FYI – Rent control only applies to buildings constructed PRIOR TO July 1, 1979. Anything after that date is not rent controlled.

Had Enough
Had Enough
3 months ago

LOL. Another band-aid that will solve nothing.

Alan Strasburg
Alan Strasburg
3 months ago

A fascinating and welcome proactive enhancement to enforcement of codes in this city. Perhaps Danny Rivas was finally shamed after engaging in word salad when faced with inquiries from residents. In November I requested enforcement of a certain code and Rivas replied that the city “will perform proactive compliance inspections as resources allow.” I responded to that particular mixed salad with, “I hate to belabor word and sentence structure that comes out of the city bureaucracy, however, when I see words like ‘as resources allow’ I want to cringe. Resources allow a lot of fluff in this city and more need… Read more »

JF1
JF1
3 months ago
Reply to  Alan Strasburg

They are HORRIBLE with dealing with quality of life issues. Lots of promises, very little results. And that salary is so bloated. I had no idea he makes that much money all the while he fails to really lead the department in making sure the code is enforced. Less word salad and more meat and potatoes results please.

hifi5000
hifi5000
3 months ago

I read this article and see the city will have only two code enforcement persons assigned to this new initiative.Wow,they are really going to run this thin. The city needs ten compliance officers,not two, to do justice to this new program.

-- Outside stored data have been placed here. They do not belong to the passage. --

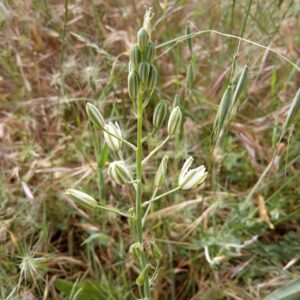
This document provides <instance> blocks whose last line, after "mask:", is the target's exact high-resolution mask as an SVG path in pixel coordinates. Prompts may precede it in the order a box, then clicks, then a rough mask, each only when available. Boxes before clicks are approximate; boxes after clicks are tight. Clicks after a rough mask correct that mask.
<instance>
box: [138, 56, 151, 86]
mask: <svg viewBox="0 0 300 300" xmlns="http://www.w3.org/2000/svg"><path fill="white" fill-rule="evenodd" d="M149 73H150V65H149V64H148V63H147V62H146V61H143V62H141V63H140V65H139V77H140V79H141V82H142V83H143V84H144V85H145V86H146V84H147V83H148V78H149Z"/></svg>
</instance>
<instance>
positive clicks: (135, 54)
mask: <svg viewBox="0 0 300 300" xmlns="http://www.w3.org/2000/svg"><path fill="white" fill-rule="evenodd" d="M140 62H141V51H140V49H139V47H138V45H136V44H135V45H134V46H133V47H132V48H131V51H130V68H131V69H132V70H137V68H138V66H139V64H140Z"/></svg>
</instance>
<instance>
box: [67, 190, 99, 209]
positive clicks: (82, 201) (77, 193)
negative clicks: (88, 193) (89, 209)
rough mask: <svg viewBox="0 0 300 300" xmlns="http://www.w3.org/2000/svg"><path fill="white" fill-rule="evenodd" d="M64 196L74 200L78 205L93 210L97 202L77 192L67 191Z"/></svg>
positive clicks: (84, 194) (75, 191)
mask: <svg viewBox="0 0 300 300" xmlns="http://www.w3.org/2000/svg"><path fill="white" fill-rule="evenodd" d="M65 194H66V195H69V196H71V197H72V198H74V199H75V200H76V201H78V203H79V204H81V205H82V206H84V207H87V208H95V207H96V206H97V201H96V200H95V199H94V198H93V197H92V196H90V195H88V194H86V193H84V192H81V191H79V190H76V189H67V190H66V191H65Z"/></svg>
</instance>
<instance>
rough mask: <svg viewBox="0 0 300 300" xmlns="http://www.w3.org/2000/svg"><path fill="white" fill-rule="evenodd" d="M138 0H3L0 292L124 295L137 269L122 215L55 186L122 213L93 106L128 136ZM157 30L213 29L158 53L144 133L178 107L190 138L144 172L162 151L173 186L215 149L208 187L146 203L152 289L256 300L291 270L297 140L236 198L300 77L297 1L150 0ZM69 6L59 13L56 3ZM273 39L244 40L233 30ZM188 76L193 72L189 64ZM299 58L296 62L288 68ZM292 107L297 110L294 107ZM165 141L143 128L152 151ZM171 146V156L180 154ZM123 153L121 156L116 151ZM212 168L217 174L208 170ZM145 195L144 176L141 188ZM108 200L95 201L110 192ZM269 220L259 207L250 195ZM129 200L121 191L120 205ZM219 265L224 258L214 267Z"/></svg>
mask: <svg viewBox="0 0 300 300" xmlns="http://www.w3.org/2000/svg"><path fill="white" fill-rule="evenodd" d="M143 5H144V3H139V2H132V1H123V2H120V1H109V2H103V3H102V2H98V1H94V2H93V3H92V4H90V3H89V5H87V3H86V2H84V1H46V0H45V1H29V0H26V1H20V0H19V1H18V0H13V1H3V2H1V4H0V26H1V30H0V41H1V42H0V43H1V46H2V47H1V50H0V65H1V67H0V90H1V93H0V97H1V98H0V99H1V102H0V110H1V112H0V118H1V124H0V143H1V146H0V155H1V161H0V167H1V173H0V178H1V189H0V196H1V199H2V201H1V204H0V205H1V212H0V220H1V227H0V239H1V245H0V254H1V265H0V290H1V297H2V298H3V299H9V298H10V299H24V298H25V297H35V298H37V299H66V298H67V299H132V295H131V294H130V290H131V289H132V288H134V285H133V282H134V280H135V278H136V276H137V270H136V269H135V268H133V266H132V262H131V260H130V258H129V255H128V248H129V245H130V244H132V236H131V235H130V230H129V226H128V224H127V221H126V219H125V218H123V217H120V216H116V215H114V214H102V213H99V212H95V213H92V214H90V213H89V211H88V210H85V209H82V208H80V207H77V206H76V205H74V203H73V202H70V201H69V200H68V199H67V197H65V196H64V194H63V191H64V190H65V189H66V188H67V187H69V186H72V187H82V188H83V190H84V191H86V192H87V193H89V194H91V195H93V196H94V197H95V198H97V199H102V201H103V203H101V205H104V204H110V205H112V206H113V207H116V208H119V209H121V210H122V211H127V209H128V208H129V207H131V206H132V205H133V203H134V197H133V195H132V194H131V191H130V189H127V188H119V187H117V186H115V185H114V184H113V183H112V182H111V181H110V180H109V179H108V178H107V176H106V172H104V175H102V172H101V170H102V169H105V170H106V168H107V164H108V159H109V156H111V153H109V152H108V150H107V149H106V147H105V146H103V143H101V144H98V143H97V139H96V138H95V136H98V135H99V132H98V131H96V130H94V131H93V130H92V131H91V130H90V126H89V123H88V120H87V116H86V113H85V104H86V102H87V101H90V102H93V103H94V104H95V105H97V106H98V107H100V108H101V111H102V112H103V114H104V116H105V118H107V119H109V118H112V119H113V120H114V121H118V122H119V123H120V124H122V128H127V131H126V132H125V136H126V138H127V139H128V140H129V141H130V142H132V143H134V142H135V140H134V139H135V136H134V132H135V129H136V128H135V126H136V123H135V116H134V113H133V110H132V104H131V100H130V99H129V97H128V94H127V62H128V55H129V49H130V47H131V46H132V44H133V43H134V41H135V34H136V31H137V29H138V28H140V26H141V20H142V16H143V14H144V6H143ZM153 6H154V9H155V12H156V16H155V25H156V27H155V31H154V33H153V37H152V38H153V40H154V41H155V42H156V43H157V44H163V43H166V42H168V41H170V40H172V39H174V38H176V37H179V36H182V35H184V33H185V26H186V23H187V22H188V21H190V28H191V30H192V32H196V31H198V30H216V31H218V32H221V33H225V34H226V35H220V34H217V33H215V32H209V33H206V34H201V35H199V36H198V37H195V38H193V39H192V46H193V51H192V54H191V52H190V49H189V46H188V44H187V43H186V42H182V43H176V45H173V47H172V48H169V46H171V44H170V45H169V46H166V47H161V48H159V49H158V53H157V54H158V57H159V58H158V59H157V60H156V62H155V64H156V65H157V67H158V69H159V74H160V75H159V81H158V90H157V92H156V93H155V95H153V97H152V99H151V101H150V103H149V108H148V107H147V112H146V117H147V118H146V120H145V121H144V130H145V131H146V130H147V131H149V129H151V126H152V125H151V123H152V113H153V110H154V107H155V104H156V103H157V102H158V101H159V100H161V99H164V100H166V101H167V103H168V105H169V106H172V104H173V101H174V97H175V94H178V95H179V96H180V103H181V107H183V109H184V120H185V122H184V132H185V133H184V134H183V135H181V136H180V135H179V136H178V137H177V138H176V140H170V141H169V142H168V143H167V144H166V145H165V146H164V147H163V148H162V149H161V150H160V151H159V153H158V154H157V155H156V157H155V159H153V160H152V161H151V164H148V165H147V166H146V167H145V171H146V175H144V176H145V179H146V178H147V179H152V178H154V176H155V171H156V169H157V167H158V166H159V163H160V161H161V159H162V157H163V156H164V155H165V154H167V155H168V156H170V159H169V163H168V170H169V176H168V180H167V184H166V186H165V188H164V189H162V191H161V192H164V191H168V190H169V189H170V188H171V187H174V184H175V181H176V178H177V176H178V174H179V172H180V168H181V166H182V163H183V162H184V160H185V158H187V157H188V156H190V155H192V156H193V157H194V158H195V165H200V164H205V165H208V164H209V162H210V161H211V160H212V159H213V160H214V162H215V164H214V165H215V167H214V174H215V176H214V184H213V185H212V184H211V183H210V182H211V180H212V178H211V177H209V178H208V180H207V183H206V185H205V186H204V187H203V186H202V187H201V188H200V189H196V190H193V191H186V192H182V193H179V194H174V195H173V194H171V195H169V196H168V197H166V198H164V199H163V200H161V201H157V202H156V203H154V204H153V211H152V212H151V213H150V215H149V220H148V221H147V227H146V228H147V231H146V233H145V239H147V240H153V239H155V240H156V242H157V244H159V246H160V248H161V249H162V250H163V254H164V255H163V261H162V268H161V270H160V273H159V276H158V279H157V281H156V284H155V289H153V293H154V295H153V298H154V299H172V300H173V299H182V300H183V299H212V300H214V299H262V298H263V297H264V296H266V295H268V294H269V293H270V292H271V291H273V290H275V289H276V288H278V287H280V286H283V285H285V284H286V283H288V282H289V281H291V280H293V279H296V278H298V277H299V273H300V270H299V263H298V260H299V256H298V255H299V245H298V244H299V243H298V240H299V217H298V216H299V210H300V206H299V203H298V201H297V200H298V199H299V196H298V195H299V193H300V190H299V184H298V182H299V153H300V152H299V149H300V144H299V140H300V139H299V138H300V131H299V126H298V124H297V120H298V119H296V120H295V122H294V124H295V127H294V129H293V131H289V132H288V133H287V134H286V135H285V136H284V138H283V140H282V141H281V146H280V149H279V152H278V155H277V157H276V158H275V163H274V165H273V167H272V168H271V169H270V172H269V173H268V174H267V175H266V177H265V179H264V180H263V182H262V185H261V186H260V188H259V189H258V190H257V191H256V193H255V194H254V196H253V197H251V201H250V205H249V206H248V207H247V209H244V210H243V209H241V205H242V204H243V203H244V201H245V199H246V198H247V196H248V195H249V193H250V192H251V190H252V188H253V186H254V185H255V184H256V182H257V180H258V179H259V177H260V175H261V174H262V173H263V172H264V170H265V169H266V167H267V166H268V164H269V163H270V161H271V160H272V155H273V153H274V150H275V148H276V142H277V141H278V139H279V137H280V133H281V128H282V125H283V124H284V121H285V118H286V115H287V112H288V110H289V106H290V103H291V101H292V100H293V98H294V96H295V94H296V92H297V90H298V88H299V80H298V77H299V76H298V75H299V70H297V66H298V68H299V55H298V49H299V37H298V35H297V32H299V25H298V23H299V22H298V23H297V13H298V10H299V7H298V6H297V2H296V1H267V2H266V1H265V2H261V1H234V0H233V1H221V2H220V1H203V2H202V3H201V5H199V4H198V1H189V2H188V1H179V2H171V1H163V2H161V4H160V5H159V4H158V3H156V2H155V3H154V4H153ZM65 7H68V11H66V10H65ZM242 32H243V38H244V39H246V40H249V41H253V42H255V43H258V44H260V45H264V46H266V47H270V48H272V49H273V50H274V51H276V53H279V54H281V55H282V56H284V57H285V58H286V59H288V60H289V61H290V62H292V63H293V64H294V65H292V64H291V63H289V61H287V60H286V59H283V57H282V56H279V55H277V54H276V53H274V52H272V51H271V50H270V49H269V48H266V49H265V48H261V47H259V46H257V45H255V44H253V43H252V44H250V43H248V42H241V43H240V45H239V42H238V40H237V39H234V38H232V37H230V36H228V35H233V36H241V33H242ZM235 54H237V55H236V61H235V64H234V65H235V72H234V73H233V81H234V82H236V81H237V80H238V78H239V75H240V72H241V71H242V68H243V66H244V65H245V64H246V63H247V64H248V65H249V74H248V80H247V85H246V88H245V89H244V91H243V93H242V95H241V98H240V106H239V111H238V113H237V114H236V116H235V117H234V119H233V120H232V121H231V124H230V125H229V126H228V129H227V130H226V132H225V134H224V137H223V141H222V145H221V147H219V148H217V151H215V152H213V153H212V152H211V148H210V146H211V143H210V142H211V133H212V128H213V124H214V120H215V117H216V113H217V110H218V104H219V103H220V100H221V98H222V95H223V93H224V91H225V89H226V87H227V85H228V82H229V80H230V77H231V70H232V65H233V61H234V56H235ZM190 62H192V63H191V65H192V66H193V83H192V85H189V86H188V89H187V83H186V77H187V66H188V65H189V64H190ZM295 65H296V67H295ZM296 118H297V117H296ZM165 136H166V131H165V130H164V129H162V130H160V131H159V138H158V137H151V138H150V140H149V141H150V142H149V149H145V151H144V152H145V153H144V156H146V155H147V154H149V153H150V152H151V150H152V149H153V147H154V145H156V144H157V142H159V141H160V140H161V138H163V137H165ZM174 149H175V153H174ZM124 156H125V157H128V156H129V152H128V153H126V152H125V153H124ZM208 172H209V174H210V176H211V174H212V173H211V170H209V169H208ZM144 189H145V197H146V199H147V200H148V199H149V197H150V196H151V194H152V192H153V186H152V185H144ZM103 196H104V197H103ZM259 196H261V197H263V199H264V204H265V208H266V210H267V212H268V216H269V218H270V222H271V223H272V224H273V225H274V227H275V228H274V229H273V230H272V229H270V226H269V225H268V224H267V223H265V221H264V219H263V218H262V217H260V214H259V206H258V197H259ZM128 199H129V200H128ZM216 262H218V263H216Z"/></svg>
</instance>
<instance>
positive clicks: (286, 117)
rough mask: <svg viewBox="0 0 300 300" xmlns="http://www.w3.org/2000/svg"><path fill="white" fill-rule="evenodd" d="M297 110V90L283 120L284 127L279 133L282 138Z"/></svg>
mask: <svg viewBox="0 0 300 300" xmlns="http://www.w3.org/2000/svg"><path fill="white" fill-rule="evenodd" d="M299 109H300V89H299V90H298V92H297V94H296V96H295V98H294V100H293V102H292V104H291V107H290V109H289V112H288V115H287V117H286V119H285V122H284V125H283V127H282V133H281V135H282V136H283V135H284V134H285V133H286V131H287V129H288V127H289V126H290V125H291V124H292V122H293V120H294V119H295V116H296V115H297V113H298V111H299Z"/></svg>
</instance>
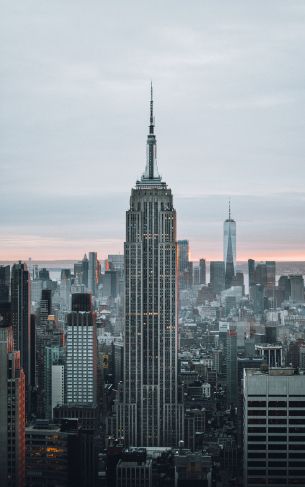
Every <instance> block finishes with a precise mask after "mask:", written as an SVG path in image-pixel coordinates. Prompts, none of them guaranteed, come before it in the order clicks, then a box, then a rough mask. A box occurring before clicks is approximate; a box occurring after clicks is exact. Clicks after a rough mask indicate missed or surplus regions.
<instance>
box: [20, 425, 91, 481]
mask: <svg viewBox="0 0 305 487" xmlns="http://www.w3.org/2000/svg"><path fill="white" fill-rule="evenodd" d="M81 453H82V452H81V442H80V437H79V430H78V424H77V420H75V419H74V420H70V421H65V422H64V423H63V425H62V426H60V425H57V424H51V423H49V422H48V421H47V420H37V421H36V423H33V424H31V425H30V426H27V428H26V486H27V487H50V486H54V487H75V486H80V487H84V486H85V485H89V484H84V483H83V482H82V473H83V472H82V468H83V464H82V457H81ZM91 485H93V484H91Z"/></svg>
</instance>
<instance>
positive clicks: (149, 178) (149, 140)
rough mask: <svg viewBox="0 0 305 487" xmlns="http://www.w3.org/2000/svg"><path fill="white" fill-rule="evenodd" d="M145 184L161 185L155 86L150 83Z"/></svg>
mask: <svg viewBox="0 0 305 487" xmlns="http://www.w3.org/2000/svg"><path fill="white" fill-rule="evenodd" d="M141 181H142V182H145V184H154V183H156V182H157V183H160V181H161V177H160V175H159V173H158V167H157V141H156V136H155V119H154V100H153V85H152V82H151V83H150V118H149V133H148V136H147V149H146V167H145V171H144V174H143V176H142V178H141Z"/></svg>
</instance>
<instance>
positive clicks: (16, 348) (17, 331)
mask: <svg viewBox="0 0 305 487" xmlns="http://www.w3.org/2000/svg"><path fill="white" fill-rule="evenodd" d="M11 311H12V325H13V332H14V346H15V350H19V351H20V367H21V368H22V369H23V371H24V374H25V384H26V411H27V414H29V413H30V411H31V342H30V339H31V279H30V274H29V272H28V270H27V266H26V264H24V263H22V262H20V261H19V263H18V264H14V265H13V268H12V274H11Z"/></svg>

OK,maybe ten is too much,but after many years of falling behind,the city needs to be serious about these inspections.Come February 1,there will be a backlog and just two compliance officers won’t cut it.Whoever in the city bureaucracy came up with this number,they are dooming this project to failure.

Deferred Maintrnance
Deferred Maintrnance
3 months ago
Reply to  hifi5000

This appears to be another feel good device that papers over years of deferred maintenance. There has been an inspector with the department for years that was deficient in handling issues at the El Palacio and Lotus historic structures that were under Mills Act requirements. Apparently moonlighting doing voice overs in the entertainment biz was more important than perfecting his supposed skills in the city and keeping our Historic Landmarks in good stead. That task in and of itself would be a full time venture for two inspectors.

Joshua88
Joshua88
3 months ago

Awesome venture for the city to undertake.
Bravo.

Deferred Maintenance
Deferred Maintenance
3 months ago

This is a new concept after having allowed 20-30 years of deferred maintenance?

Steve Martin
Steve Martin
3 months ago

Actually one of the many positives of this program is that the City will be able to discover units that are being illegally rented for “short term occupancy”, (Air BnB). Potentially hundreds of units could be restored to the housing market.

Had Enough
Had Enough
3 months ago
Reply to  Steve Martin

Oh please. The City, Danny Rivas and the slumlord/landlord here have known about an illegal airbnb here for over 2 years. Nothing done.

Outraged
Outraged
3 months ago

Oh, “vacation rentals“ or Airbnb is supposedly illegal in West Hollywood. Yeah, right, just like gasoline powered leaf blowers are illegal in West Hollywood. That is absurd. Airbnb is a thriving business all over West Hollywood with thousands of dollars in revenue all over the city every single month. It is the new Gen Z entrepreneurial project and it’s everywhere. If the city West Hollywood thinks they’re going to try to control that, good luck. Pathetic like everything else they do. Idiots.